Significant details around their infrastructure, and how they overcame difficulties in distributed RL, are given. It is not repeated here, but is worth bearing in mind for future implementations. The details are in §3, and are only about one page of text plus a couple of figures.

Data Curation

The problems are limited to those with verifiable solutions: maths with numerical answers or expression and coding with associate tests. They focus on the particulars of their maths and code evaluation, but include a key difficulty filtering insight.

A two-stage filtering pipeline is implemented to create 'Goldilocks' difficulty-level questions: neither too easy nor too hard for the model to learn from.

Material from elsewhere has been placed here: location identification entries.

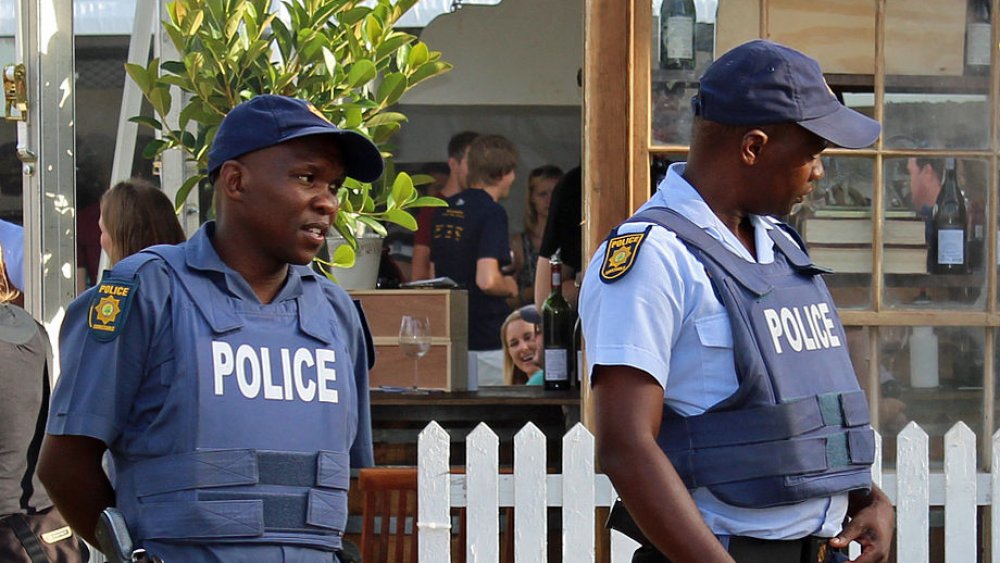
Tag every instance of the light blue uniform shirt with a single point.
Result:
(12, 242)
(663, 318)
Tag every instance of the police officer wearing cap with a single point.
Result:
(227, 379)
(728, 416)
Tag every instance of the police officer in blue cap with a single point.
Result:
(728, 416)
(227, 379)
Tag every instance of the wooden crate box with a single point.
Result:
(446, 364)
(922, 37)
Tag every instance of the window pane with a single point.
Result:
(937, 90)
(911, 249)
(932, 376)
(678, 56)
(836, 225)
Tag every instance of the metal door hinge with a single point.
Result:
(15, 91)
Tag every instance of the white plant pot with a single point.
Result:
(364, 273)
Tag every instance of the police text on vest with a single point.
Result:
(304, 374)
(806, 327)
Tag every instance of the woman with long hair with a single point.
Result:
(522, 347)
(135, 214)
(525, 244)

1. • Perform initial difficulty assessment using Mistral Large 2 (not a reasoning model): sample 16 responses, and remove those never/always solved.
   • Use this curated set to train a 24B model via RL pipeline, resulting in a small but fairly good checkpoint used solely for difficulty assessment.
2. • This stronger RL-trained model re-assesses the entire dataset: again, sample 16 responses, filtering out the easiest/still-unsolved problems.
   • Further filter out potentially incorrect problems, where a majority of samples have the same final answer but disagree with the "ground-truth".

The authors argue that this two-stage methodology was crucial, that a single pass with the weaker Mistral Large 2 model would've caused it to discard difficult, but possible, questions, incorrectly classifying them as unsolvable

Experiments and Results

The primary goal is to answer two questions.

1. How far can one get with pure RL on a large base model?
2. Given a strong teacher model, how can one achieve the strongest possible lightweight model?

TO this end, Magistral Medium is trained on top of Mistral Medium 3 with pure RL, and Magistral began with SFT traces derived from Magistral Medium.

Magistral Medium: Reasoning RL from Scratch

Training was done in multiple stages, with distinct hyperparameters, ensuring the following criteria hold.

1. Dataset isn't too easy.

   Increase the difficulty (as judged previously) as model performance increases. Data previously filtered out for being too difficult can be added, and completely solved problems removed.

   It may be worth updating estimate on the difficulty as the model improves: if it continually can't solve something, maybe defer it until later.

2. Generation length doesn't stop growing.

   Both maximal allowed length $\ell_\text{max}$ and unpunished length $\ell_\text{max} - \ell_\text{cache}$ are increased over time to prevent stagnation.

3. KV-cache memory burden is not too large.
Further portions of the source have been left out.